Sunday, April 25, 2010

An Ode to Opera


Alright, for those of you who do not know this (i.e. you've not spoken to me in any meaningful way in the last 4 months or so), I officially own up to my appreciation-bordering-on-obsession of opera. My exposure to opera began in high school at the Seattle Opera with the school outreach program. As a budding theatre nerd, I was enraptured by the spectacle of it all and I've always had a special place in my heart for classical music. Sure, it can get a bit boring and having to read super-titles gets old (and can honestly hurt the neck and/or eyes), but, to me, opera was the perfect bread of theatricality, magic, and drama.
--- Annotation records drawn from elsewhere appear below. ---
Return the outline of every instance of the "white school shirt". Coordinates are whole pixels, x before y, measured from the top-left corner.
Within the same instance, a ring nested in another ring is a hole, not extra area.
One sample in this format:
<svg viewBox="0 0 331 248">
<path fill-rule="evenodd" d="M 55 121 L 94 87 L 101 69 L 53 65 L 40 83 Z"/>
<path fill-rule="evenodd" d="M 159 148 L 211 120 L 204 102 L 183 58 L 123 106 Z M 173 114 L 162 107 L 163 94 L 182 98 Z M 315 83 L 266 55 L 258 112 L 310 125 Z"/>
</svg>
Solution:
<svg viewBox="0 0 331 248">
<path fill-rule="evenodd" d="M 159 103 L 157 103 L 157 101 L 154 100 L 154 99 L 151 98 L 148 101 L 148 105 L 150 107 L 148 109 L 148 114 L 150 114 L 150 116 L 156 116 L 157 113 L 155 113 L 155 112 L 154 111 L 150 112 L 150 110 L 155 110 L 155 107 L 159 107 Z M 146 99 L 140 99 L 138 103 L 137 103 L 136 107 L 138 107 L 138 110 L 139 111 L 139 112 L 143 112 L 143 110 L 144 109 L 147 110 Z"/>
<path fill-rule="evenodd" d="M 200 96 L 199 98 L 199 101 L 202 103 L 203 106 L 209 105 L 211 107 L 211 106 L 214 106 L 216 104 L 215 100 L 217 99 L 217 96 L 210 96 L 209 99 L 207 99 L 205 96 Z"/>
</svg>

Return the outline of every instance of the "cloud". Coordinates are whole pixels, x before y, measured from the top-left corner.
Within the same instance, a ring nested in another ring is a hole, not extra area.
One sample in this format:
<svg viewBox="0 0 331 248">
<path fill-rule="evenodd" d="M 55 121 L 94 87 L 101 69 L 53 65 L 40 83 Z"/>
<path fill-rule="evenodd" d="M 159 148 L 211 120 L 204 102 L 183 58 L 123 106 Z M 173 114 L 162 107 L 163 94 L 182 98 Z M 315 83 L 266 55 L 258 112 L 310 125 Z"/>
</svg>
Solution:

Then, for about five years, my exposure to opera lay dormant as I lived amongst the cornfields in Iowa and the cold tundra of Maine. But when I moved to Dallas and a theatre job turned out to be anything but fun, I found myself working at The Dallas Opera in the box office. And one of the perks of working at TDO was getting to see the final dress rehearsal of the operas. I was transported back to the days in high school when I felt enveloped by the production and transported away to Rome or Paris or Algiers. The orchestration swept over me and the arias carried away my heart. Even trying to explain how enamored I am of the opera here seems to be inadequate. Just trust me, to me, opera is breathtaking in every way: visually, aurally, emotionally.

I was sad at the close of the 2007-08 season when I had to leave TDO because I had grown to appreciate the work I was doing and the people there are, by far, those most fantastic group of artists and art-lovers you will ever meet. I was also sad because the new Winspear Opera House was opening and I would have loved to have been a part of the inaugural season. But life takes us where it will, and so I left for graduate school in Greensboro, NC.

At which point I began to sense the hold that opera had on me. It manifested itself when I created a design of La Boheme for a class project which drew upon my experience sitting in the audience in Seattle and Dallas (and subsequently won me the first place in the scenic design competition at KC/ACTF). But there was still a feeling of nagging loss until, in March 2009, I was able to see the final show at the Music Hall at Fair Park of The Italian Girl in Algiers and was blown away by the complexity and beauty of it all once more.

Now, as TDO counts down to the the world premier of a new opera based on Melville's Moby Dick, I am sad that I won't get to be a part of that magic. Fortunately, I have made plans to see Faust at The San Francisco Opera in June and have been keeping my eyes out for an opera company tackling Wagner's Ring Cycle (which has been on my list of "must sees" since high school). As any of my friends can tell you, opera has become my newest artistic obsession and I want to fill my life with live performances (sorry, CDs and live broadcasts are just not the same) until I die. I can't wait to be like the little old ladies I worked with at The Dallas Opera who could tell stories about all of the different versions of La Boheme they had seen (as well as fret continuously about where their season seats would be). Perhaps, if I get to really design a few operas in my lifetime, that would be pretty cool too.